Where Google most certainly come down hard is when they find websites that try to rank themselves using SEO techniques that they have explicitly stated is against their terms of service. In other words, you could say that these black hat SEO tactics are outlawed, and just as with outlaws in classic Western movies, websites that break Google’s ‘laws’ normally end up getting caught and being punished.

Using black hat SEO may not necessarily be a crime that you could go to jail for unless it was being used as part of some kind of online criminal activity such as fraud. Nevertheless, the penalties that Google can impose on any website are severe and more often than not, final. The fallout from them can mean that a business’s online presence disappears completely, and if that business relies on their website for leads, customers, and sales, the hit is even more traumatic.

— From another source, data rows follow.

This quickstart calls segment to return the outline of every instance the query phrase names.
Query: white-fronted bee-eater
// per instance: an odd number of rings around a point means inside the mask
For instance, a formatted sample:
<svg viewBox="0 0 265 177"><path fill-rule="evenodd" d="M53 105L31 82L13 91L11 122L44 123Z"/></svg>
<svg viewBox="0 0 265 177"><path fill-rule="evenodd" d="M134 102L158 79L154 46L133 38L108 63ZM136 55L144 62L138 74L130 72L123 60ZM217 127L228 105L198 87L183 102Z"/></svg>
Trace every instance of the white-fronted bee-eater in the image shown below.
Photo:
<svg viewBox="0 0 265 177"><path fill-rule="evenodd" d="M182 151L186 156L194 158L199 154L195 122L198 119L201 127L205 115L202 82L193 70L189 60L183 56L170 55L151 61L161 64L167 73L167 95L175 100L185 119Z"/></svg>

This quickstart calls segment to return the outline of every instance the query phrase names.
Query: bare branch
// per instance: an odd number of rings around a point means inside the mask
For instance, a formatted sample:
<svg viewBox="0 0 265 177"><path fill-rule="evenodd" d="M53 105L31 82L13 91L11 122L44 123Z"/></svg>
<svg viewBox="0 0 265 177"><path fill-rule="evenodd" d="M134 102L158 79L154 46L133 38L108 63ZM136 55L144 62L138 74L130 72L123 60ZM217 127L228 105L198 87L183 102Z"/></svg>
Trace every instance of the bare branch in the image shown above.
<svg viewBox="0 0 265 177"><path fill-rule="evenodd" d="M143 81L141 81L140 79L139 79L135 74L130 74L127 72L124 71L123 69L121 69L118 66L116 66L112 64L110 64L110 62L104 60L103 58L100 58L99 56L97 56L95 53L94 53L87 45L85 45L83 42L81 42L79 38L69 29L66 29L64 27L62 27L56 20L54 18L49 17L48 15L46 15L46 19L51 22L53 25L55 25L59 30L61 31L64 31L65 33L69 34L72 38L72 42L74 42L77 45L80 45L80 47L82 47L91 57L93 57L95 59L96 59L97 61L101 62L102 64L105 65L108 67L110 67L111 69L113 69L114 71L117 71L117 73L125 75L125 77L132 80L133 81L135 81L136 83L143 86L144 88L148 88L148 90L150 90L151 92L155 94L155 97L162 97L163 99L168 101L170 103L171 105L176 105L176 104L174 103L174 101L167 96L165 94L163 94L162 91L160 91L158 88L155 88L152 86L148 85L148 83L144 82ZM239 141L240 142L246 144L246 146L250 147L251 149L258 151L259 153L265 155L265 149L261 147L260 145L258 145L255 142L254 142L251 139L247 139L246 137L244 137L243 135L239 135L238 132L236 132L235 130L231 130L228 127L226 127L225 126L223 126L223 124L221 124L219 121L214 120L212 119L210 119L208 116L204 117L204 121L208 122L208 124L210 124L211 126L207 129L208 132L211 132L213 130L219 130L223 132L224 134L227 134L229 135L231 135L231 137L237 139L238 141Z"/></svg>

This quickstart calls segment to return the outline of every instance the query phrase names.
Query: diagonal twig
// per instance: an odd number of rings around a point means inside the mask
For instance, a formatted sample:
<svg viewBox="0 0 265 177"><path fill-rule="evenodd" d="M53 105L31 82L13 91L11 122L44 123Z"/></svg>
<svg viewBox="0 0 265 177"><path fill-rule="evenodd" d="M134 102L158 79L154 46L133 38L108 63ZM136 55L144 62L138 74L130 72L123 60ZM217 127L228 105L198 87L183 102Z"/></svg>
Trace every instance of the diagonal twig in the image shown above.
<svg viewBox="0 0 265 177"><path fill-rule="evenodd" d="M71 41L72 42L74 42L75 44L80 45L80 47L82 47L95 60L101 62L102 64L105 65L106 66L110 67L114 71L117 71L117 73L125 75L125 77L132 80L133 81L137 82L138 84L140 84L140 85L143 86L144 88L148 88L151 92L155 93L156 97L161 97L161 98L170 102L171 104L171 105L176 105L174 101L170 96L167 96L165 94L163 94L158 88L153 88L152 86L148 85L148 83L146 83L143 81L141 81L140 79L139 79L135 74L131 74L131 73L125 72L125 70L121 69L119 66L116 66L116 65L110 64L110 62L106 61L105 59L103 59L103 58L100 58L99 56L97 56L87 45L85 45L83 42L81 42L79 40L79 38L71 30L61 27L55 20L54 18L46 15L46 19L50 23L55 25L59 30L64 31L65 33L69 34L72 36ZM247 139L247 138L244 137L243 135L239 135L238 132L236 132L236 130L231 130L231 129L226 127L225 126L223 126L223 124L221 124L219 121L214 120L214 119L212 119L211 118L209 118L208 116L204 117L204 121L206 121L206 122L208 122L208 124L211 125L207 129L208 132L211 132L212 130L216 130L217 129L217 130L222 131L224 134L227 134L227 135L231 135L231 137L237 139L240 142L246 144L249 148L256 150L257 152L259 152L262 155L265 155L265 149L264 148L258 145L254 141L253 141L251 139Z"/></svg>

If Google believes that a website is using black hat tactics, it can be as a result of a manual review by one of its staff, or as a result of its spiders and algorithms flagging something. The action it then takes will be based mainly on the severity of the issue as it sees it.

It is possible that the website in question will have its ranking lowered for the keyword or keywords that the issue was found to be in relation to. If the keyword is one with a high search volume that can mean a dramatic drop in traffic for the website.

A drop from position 2 to position 5, might not seem much on paper, but it can mean a drop in hundreds of thousands of visitors every single day for high search volume keywords. Dropping from page 1 or 2 to page 3 and below could reduce traffic from a flow to a trickle.

The ultimate sanction Google can take is to delist a website from its results completely. In other words, you could search from page one to page 100 and you wouldn’t find the website in the search results. At this point, as far as Google is concerned the website doesn’t exist.

The sorts of tactics that can result in these penalties are designed to short cut the ranking process and basically trick google into giving a website a higher ranking than it truly deserves. One of the core methods of black hat activities is paid links. The reason is it used is because Google relies on backlinks throughout the internet to establish the relevance and importance of a website. Obviously the higher these are, the higher a website will rank.

By buying links, the hope is that Google will rank a site higher, as it will see those links going to it. The problem for the black hat brigade is that Google’s system is constantly updated to look for and identify paid links. It finds them with regularity, and as a result, the links are either ignored, so the money paid for them is wasted, or they will penalise the website.

This is all entirely unnecessary because it is possible to rank a website highly, and even in the top 3 spots, for multiple search terms by using legitimate SEO methods. The best way is to employ an SEO expert or agency who know what works, what doesn’t and what is allowed, thus ensuring your website, and your business, is never at risk from a Google penalty.